Similar agrarian-localist and commercial-cosmopolitan alignments characterized most of the states. The most
critical convention took place in Massachusetts in early 1788. Five states—Delaware, Pennsylvania, New Jersey,
Georgia, and Connecticut—had already voted to ratify, but the states with the strongest Anti-Federalist
movements had yet to convene. If the Constitution lost in Massachusetts, its fate would be in great danger. At the
convention, Massachusetts opponents of ratification—which included the supporters of Shays’ Rebellion—
enjoyed a small majority. But several important Anti-Federalist leaders, including Governor John Hancock and
Revolutionary leader Samuel Adams, were swayed by the enthusiastic support for the Constitution among Boston’s
townspeople. On February 16, the convention voted narrowly in favor of ratification. To no one’s surprise, Rhode
Island rejected the Constitution in March, but Maryland and South Carolina approved it in April and May. On June
21, New Hampshire became the ninth state to ratify.
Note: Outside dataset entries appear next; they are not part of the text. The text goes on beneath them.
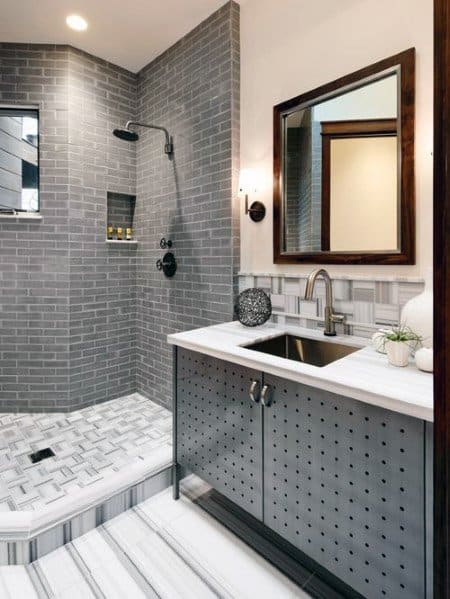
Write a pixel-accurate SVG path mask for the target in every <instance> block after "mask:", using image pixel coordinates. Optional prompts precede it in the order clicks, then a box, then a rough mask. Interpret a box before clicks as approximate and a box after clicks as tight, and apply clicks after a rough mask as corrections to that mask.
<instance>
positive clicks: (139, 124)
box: [113, 121, 173, 157]
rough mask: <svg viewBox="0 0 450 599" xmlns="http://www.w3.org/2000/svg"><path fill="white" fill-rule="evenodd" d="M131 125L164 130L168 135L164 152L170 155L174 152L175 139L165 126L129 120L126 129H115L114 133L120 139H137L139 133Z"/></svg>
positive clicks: (127, 123) (146, 127)
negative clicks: (138, 122)
mask: <svg viewBox="0 0 450 599" xmlns="http://www.w3.org/2000/svg"><path fill="white" fill-rule="evenodd" d="M130 127H146V128H147V129H159V130H160V131H164V134H165V136H166V143H165V144H164V152H165V153H166V154H168V156H169V157H170V156H171V154H173V139H172V136H171V135H169V132H168V131H167V129H166V128H165V127H160V126H159V125H150V124H147V123H137V122H135V121H128V122H127V124H126V125H125V129H114V131H113V134H114V135H115V136H116V137H118V138H119V139H123V140H125V141H137V140H138V139H139V135H138V133H136V131H133V130H132V129H130Z"/></svg>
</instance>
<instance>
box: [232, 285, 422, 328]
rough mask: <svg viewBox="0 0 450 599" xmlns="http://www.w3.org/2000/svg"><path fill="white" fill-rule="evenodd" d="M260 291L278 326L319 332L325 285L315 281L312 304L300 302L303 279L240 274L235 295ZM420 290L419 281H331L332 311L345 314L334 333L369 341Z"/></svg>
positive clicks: (337, 326) (304, 293)
mask: <svg viewBox="0 0 450 599" xmlns="http://www.w3.org/2000/svg"><path fill="white" fill-rule="evenodd" d="M249 287H261V288H262V289H264V291H266V293H268V294H269V295H270V298H271V301H272V308H273V313H272V320H273V321H274V322H276V323H279V324H289V325H299V326H305V327H308V328H312V329H315V328H323V313H324V308H325V284H324V282H323V281H322V280H320V279H319V280H318V281H317V283H316V288H315V298H314V300H313V301H305V300H304V299H303V297H304V294H305V287H306V277H296V276H283V275H267V274H262V275H260V274H256V273H255V274H247V273H246V274H240V275H239V291H243V290H244V289H247V288H249ZM423 289H424V282H423V281H422V280H421V279H419V278H414V279H412V278H408V279H406V278H394V277H390V278H389V279H387V280H379V279H377V280H370V279H366V278H364V279H362V280H358V279H351V278H339V279H333V296H334V302H333V303H334V308H335V310H336V312H339V313H341V314H345V317H346V318H345V324H344V325H337V326H336V330H337V331H338V333H347V334H351V335H357V336H360V337H371V336H372V335H373V333H374V332H375V331H376V330H377V329H379V328H380V327H390V326H393V325H396V324H398V323H399V320H400V313H401V309H402V307H403V306H404V305H405V304H406V302H407V301H409V300H410V299H411V298H413V297H415V296H416V295H419V293H421V292H422V291H423Z"/></svg>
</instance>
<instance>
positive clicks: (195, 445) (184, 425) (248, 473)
mask: <svg viewBox="0 0 450 599" xmlns="http://www.w3.org/2000/svg"><path fill="white" fill-rule="evenodd" d="M253 380H256V381H258V382H260V381H261V373H260V372H256V371H252V370H250V369H247V368H243V367H241V366H238V365H236V364H231V363H229V362H224V361H222V360H217V359H215V358H212V357H210V356H205V355H203V354H198V353H196V352H192V351H187V350H184V349H181V348H179V349H178V358H177V406H178V407H177V447H178V462H179V464H180V465H181V466H185V467H186V468H187V469H188V470H190V471H191V472H194V473H195V474H197V475H198V476H200V477H201V478H202V479H203V480H205V481H206V482H208V483H209V484H210V485H212V486H213V487H214V488H215V489H217V490H218V491H219V492H220V493H222V494H223V495H225V496H226V497H228V498H229V499H231V500H232V501H234V502H235V503H236V504H237V505H239V506H240V507H242V508H243V509H244V510H246V511H247V512H249V513H250V514H252V515H253V516H255V517H256V518H259V519H261V518H262V437H263V435H262V408H261V406H260V404H255V403H253V402H252V401H251V399H250V397H249V389H250V385H251V383H252V381H253Z"/></svg>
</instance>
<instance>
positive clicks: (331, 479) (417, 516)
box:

New York, Virginia, and North Carolina were left with the decision of whether to join the new Union. AntiFederalist support was strong in each of these states. North Carolina voted to reject. (It did not join the Union until
the next year, followed by a still reluctant Rhode Island in 1790.) In New York, the delegates were moved to vote
their support by a threat from New York City to secede from the state and join the Union separately if the state
convention failed to ratify. The Virginia convention was almost evenly divided, but promises to amend the
Constitution to protect the people from the potential abuses of the federal government persuaded enough
delegates to produce a victory for the Constitution. The promise of a Bill of Rights was important in the ratification
vote of five of the states.
3. The Bill of Rights
The Constitutional Convention had considered a bill of rights patterned on the declarations of rights in the state
constitutions (see Chapter 7), but then rejected it as superfluous. But Anti-Federalist delegates in numerous state
ratification conventions had proposed a grab bag of over 200 potential amendments protecting the rights of the
people against the power of the central government. In June 1789, James Madison, elected to the first Congress as
a representative from Virginia, set about transforming them into a coherent series of proposals. Congress passed
twelve and sent them to the states, and ten survived the ratification process to become the Bill of Rights in 1791.
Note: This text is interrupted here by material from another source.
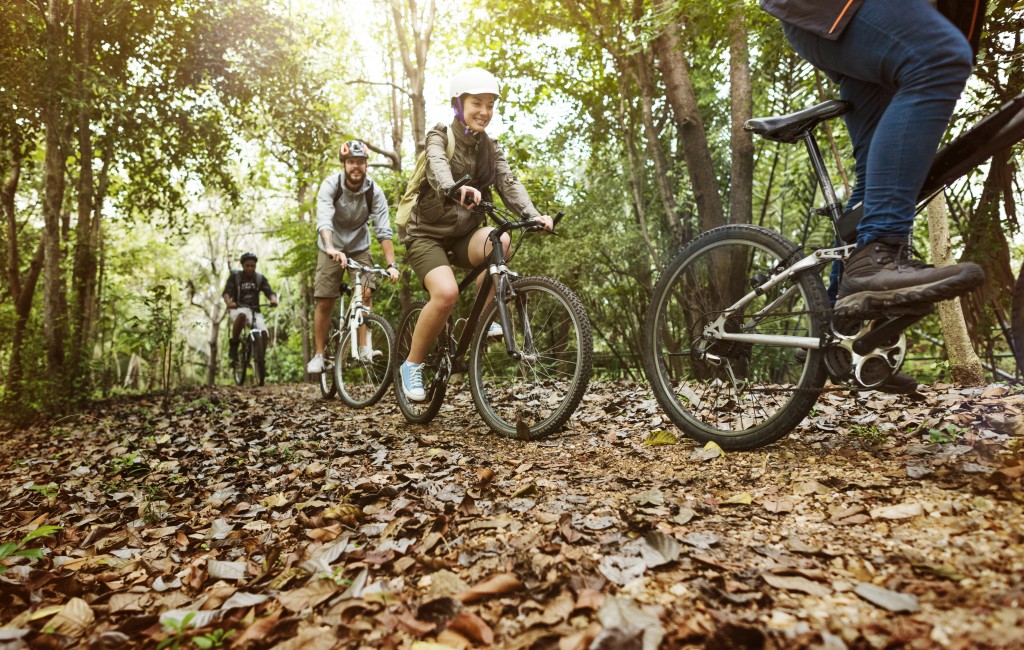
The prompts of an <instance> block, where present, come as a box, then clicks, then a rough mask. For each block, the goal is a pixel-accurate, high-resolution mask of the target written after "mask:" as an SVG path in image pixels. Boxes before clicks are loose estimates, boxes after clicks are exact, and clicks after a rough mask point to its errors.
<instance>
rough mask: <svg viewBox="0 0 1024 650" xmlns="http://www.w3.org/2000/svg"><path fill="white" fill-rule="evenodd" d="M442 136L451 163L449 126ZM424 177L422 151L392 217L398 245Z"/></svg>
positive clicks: (450, 145)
The First Amendment prohibited Congress from establishing an official religion and provided for the freedom of
assembly. It also ensured freedom of speech, a free press, and the right of petition. The other amendments
guaranteed the right to bear arms, limit the government’s power to quarter troops in private homes, and restrain
the government from unreasonable searches or seizures; they assured the people their legal rights under the
common law, including the prohibition of double jeopardy, the right not to be compelled to testify against oneself,
and due process of law before life, liberty, or property can be taken away. Finally, the unenumerated rights of the
people were protected, and the powers not delegated to the federal government were reserved to the states.
The first ten amendments to the Constitution have been a restraining influence on the growth of government
power over American citizens. Their provisions have become an admired aspect of the American political tradition
throughout the world. The Bill of Rights is the most important constitutional legacy of the Anti-Federalists.